Over the past three years I have been professionally involved with in-home care, as well as hospice and Alzheimer’s and Dementia care, both of which have led me to find my passion in working with adult populations to ensure proper care.  Across the United States and professional fields one clear trend that arose was the lack of accessible resources for individuals, families, communities and professionals for aging and independent services for all aspects of life:  financial, health, policy, housing and mental health.  This is a crucial social justice issue and thus is important to me and to agencies such as the Social Policy Institute, home of the In Home Supportive Services Training Academy (IHSSTA). The Social Policy Institute is one of many who bring together community professionals who are working diligently to ensure that respect, dignity and resources are available for our aging adult population here in the United States.  But why is this topic important?

Currently in the United States, one in every seven individuals, or 14.5% of the population, is an older adult totaling over 64.8 million individuals in 2014.  The number of individuals in the US who will be 60 and older by 2050 will be a staggering 439,010, 253 as illustrated in the table below obtained from the U.S Census Bureau:

Chart of Population 60 and over by age:  1900 to 2050

This chart shows the large increase in the population 60 and older from 4.9 million people in 1900 to 45.8 million in 2000and projected to 92.2 million in 2030 and 112 million in 2050.

Sources:
Projections for 2010 through 2050 are from: Table 12. Projections of the Population by Age
and Sex for the United States: 2010 to 2050 (NP2008-T12), Population Division, U.S. Census Bureau; Release Date: August 14, 2008

The source of the data for 1900 to 2000 is Table 5. Population by Age and Sex for the United States: 1900 to 2000, Part A. Number, Hobbs, Frank and Nicole Stoops, U.S. Census Bureau, Census 2000 Special Reports, Series CENSR-4, Demographic Trends in the 20th Century. This table was compiled by the U.S. Administration on Aging using the Census data noted.

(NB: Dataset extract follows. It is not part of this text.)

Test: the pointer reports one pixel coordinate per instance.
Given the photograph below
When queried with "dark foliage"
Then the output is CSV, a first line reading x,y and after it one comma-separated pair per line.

With this unprecedented influx and limited policies, resources and systems our older adult populations are vulnerable, unnecessarily so.  In the last decade, poverty rates for older adults has skyrocketed topping around 4.5 million individuals (10%) and the latest data suggests that Social Security constitutes 90% or more of the income received by over 35% of beneficiaries. But within states such as California, often the Social Security disbursement isn’t enough to cover basic housing and living needs for both individuals and couples.  The social systems and government agencies are becoming stretched thin and our services, policies and health care systems are not equipped to handle the influx of specific needs of our older populations to ensure individuals do not fall through the cracks. The Social Policy Institute’s IHSSTA trains social workers throughout the state who support elderly, blind, and disabled adults, many of whom live in poverty.

Through this space in the weeks to come I will be exploring aging in our society, conceptualizing concerns, topics of interest, progressive policies and exemplary agencies leading the field insuring the dignity and respect of America’s older adult population. I look forward to digging into the concerns of individuals, families and community agencies and begin breaking down the misconceptions surrounding aging in America.